Heart health diets drown in hype—eggs evil? Butter poison? Skip the noise. Real prevention boils down to ditching factory “near foods” (NFOs) for whole, real stuff. Old USDA guidelines pushed cereal over steak; result? Fatter waists, sicker hearts. Eat what grows in dirt or eats what grows—meat, eggs, veggies. Simple.
Ditch the Hype Merchants
Chiseled influencers hawk powders promising abs. Truth: Their look took years; supplements don’t build health. Physique lies—”fit” pros downed 12k daily junk calories (pasta, energy drinks) to fuel feats and to build mass. Looking ripped ≠ heart-strong.
Fix: Set heart goals. Ignore triathletes; follow metabolic doctors and lifestyle coaches.
Kill Processed Traps
Fast Food aka SAD (Standard American Diet) hides sugar/seed oils everywhere—even “healthy” cereal, granola. Check labels: canola/sunflower wreck hormones, spike inflammation.
Avoid:
Added sugars
Boxed/bagged junk
Seed oils (canola, veg, soy)
Cereals
Embrace:
Animal bases: Meat, organs, eggs, butter
Nature’s carbs: Sweet potatoes (not ice cream)
Carnivore? Plant-heavy? Fine—keep it unprocessed.
Cook at Home
Restaurants fry “healthy” plates in cheap oils. Control inputs: Buy whole, prep simple.

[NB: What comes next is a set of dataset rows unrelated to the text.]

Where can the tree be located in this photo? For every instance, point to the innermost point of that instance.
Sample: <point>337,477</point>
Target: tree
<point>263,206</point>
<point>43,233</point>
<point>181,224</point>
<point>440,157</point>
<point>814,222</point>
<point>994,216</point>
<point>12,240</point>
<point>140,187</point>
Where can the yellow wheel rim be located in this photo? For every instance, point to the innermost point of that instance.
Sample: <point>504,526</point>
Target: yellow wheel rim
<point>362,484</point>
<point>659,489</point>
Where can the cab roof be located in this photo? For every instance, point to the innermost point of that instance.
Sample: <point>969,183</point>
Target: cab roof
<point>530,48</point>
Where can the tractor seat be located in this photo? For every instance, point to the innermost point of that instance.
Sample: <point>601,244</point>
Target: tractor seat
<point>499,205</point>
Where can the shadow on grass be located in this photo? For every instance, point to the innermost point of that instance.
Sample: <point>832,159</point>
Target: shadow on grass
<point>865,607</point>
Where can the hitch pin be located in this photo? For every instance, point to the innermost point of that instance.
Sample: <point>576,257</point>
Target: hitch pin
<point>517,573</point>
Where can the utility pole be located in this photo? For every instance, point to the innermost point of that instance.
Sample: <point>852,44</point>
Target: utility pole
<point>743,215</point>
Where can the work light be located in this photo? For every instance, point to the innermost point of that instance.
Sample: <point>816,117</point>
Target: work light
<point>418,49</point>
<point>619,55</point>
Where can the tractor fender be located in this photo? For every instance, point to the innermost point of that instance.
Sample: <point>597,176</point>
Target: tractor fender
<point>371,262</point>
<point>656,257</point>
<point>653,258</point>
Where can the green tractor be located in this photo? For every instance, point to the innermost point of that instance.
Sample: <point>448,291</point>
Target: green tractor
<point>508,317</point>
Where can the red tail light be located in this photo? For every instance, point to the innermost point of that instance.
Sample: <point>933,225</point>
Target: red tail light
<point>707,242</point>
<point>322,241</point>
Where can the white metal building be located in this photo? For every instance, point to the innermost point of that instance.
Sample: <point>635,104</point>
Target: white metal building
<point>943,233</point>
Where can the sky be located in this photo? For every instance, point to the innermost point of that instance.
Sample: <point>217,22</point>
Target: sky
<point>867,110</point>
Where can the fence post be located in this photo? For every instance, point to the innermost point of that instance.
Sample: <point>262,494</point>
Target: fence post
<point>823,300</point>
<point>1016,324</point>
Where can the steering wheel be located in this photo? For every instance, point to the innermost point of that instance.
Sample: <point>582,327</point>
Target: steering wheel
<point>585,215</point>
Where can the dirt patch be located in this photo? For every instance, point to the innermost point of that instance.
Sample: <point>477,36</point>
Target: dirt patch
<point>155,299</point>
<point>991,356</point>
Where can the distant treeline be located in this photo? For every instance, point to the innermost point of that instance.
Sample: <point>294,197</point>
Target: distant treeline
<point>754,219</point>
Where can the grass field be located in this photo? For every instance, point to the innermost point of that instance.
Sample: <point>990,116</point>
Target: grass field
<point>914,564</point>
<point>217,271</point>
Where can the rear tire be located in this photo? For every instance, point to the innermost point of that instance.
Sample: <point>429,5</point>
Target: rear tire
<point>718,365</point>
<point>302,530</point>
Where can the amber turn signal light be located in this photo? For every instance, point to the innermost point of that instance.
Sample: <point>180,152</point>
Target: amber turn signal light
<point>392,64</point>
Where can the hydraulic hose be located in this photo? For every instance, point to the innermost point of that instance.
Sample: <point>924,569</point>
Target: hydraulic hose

No mystery ingredients sabotaging metabolic health.
| Trap | Swap For |
|---|---|
| Cereal/Granola | Eggs + veggies |
| Seed oil dressings | Olive oil/butter |
| Takeout | Home steak + greens |
Bottom Line
Heart eating = whole foods, home-cooked. No restrictions, no fads—just ditch NFOs. Pants fit looser, labs improve fast. Start tonight: Real plate, no boxes.